Filmfestival in Cannes Glanz, so weit das Auge reicht

Michael Douglas (links) als Liberace und Matt Damon als sein Adlatus Foto: Festival
Michael Douglas (links) als Liberace und Matt Damon als sein Adlatus Foto: Festival

Das Filmfest applaudiert: Michael Douglas ist wieder da, als exzentrischer Entertainer Liberace im – nach eigener Aussage – letzten Film von Stephen Soderbergh. Aber auch Valeria Bruni-Tedeschis und Paolo Sorrentinos Regiearbeiten überzeugen.

WhatsApp E-Mail LinkedIn Flipboard Pocket Drucken

Cannes - The Festival is open“, das war der Schlachtruf des vom US-Kino dominierten Rummels, mit dem der Palmenwettbewerb vor einer Woche begann. Bald wird er closed sein. Und immer schärfer stellt sich die Frage, wer wohl die Nase vorn haben wird – ein Europäer, ein Asiate, ein Amerikaner? Die von Steven Spielberg energisch gelenkte Jury hat es nicht leicht, in keiner Hinsicht.

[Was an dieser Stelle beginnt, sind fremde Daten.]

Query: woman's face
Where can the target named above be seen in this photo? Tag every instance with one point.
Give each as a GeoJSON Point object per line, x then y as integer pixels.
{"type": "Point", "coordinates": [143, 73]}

Wie man hört, trommelt der Hollywood-Regisseur seine Truppe – darunter Christoph Waltz und Nicole Kidman – schon morgens um sieben zu ersten klärenden Gesprächen zusammen, ein anderes, böses Gerücht will allerdings wissen, der Meister sehe sich die Filme lieber auf dem Breitwand-Screen seiner Yacht an, was zwar gemeinschaftszersetzend, aber in Cannes durchaus stilgerecht wäre.

Damit gerät ein Aspekt in den Vordergrund, der auch die Filme der letzten Tage merkwürdig deutlich prägt: Luxus, Glamour, Saus und Braus – dahin sind die Elendsdramen, keine Spur mehr von den grauen Hoffnungslosigkeiten einer sozial zerrütteten Welt. Das Wohlleben feiert sich selbst, ausschweifend, dekadent, hemmungslos. Tat sie’s früher nicht sogar ungenierter als heute?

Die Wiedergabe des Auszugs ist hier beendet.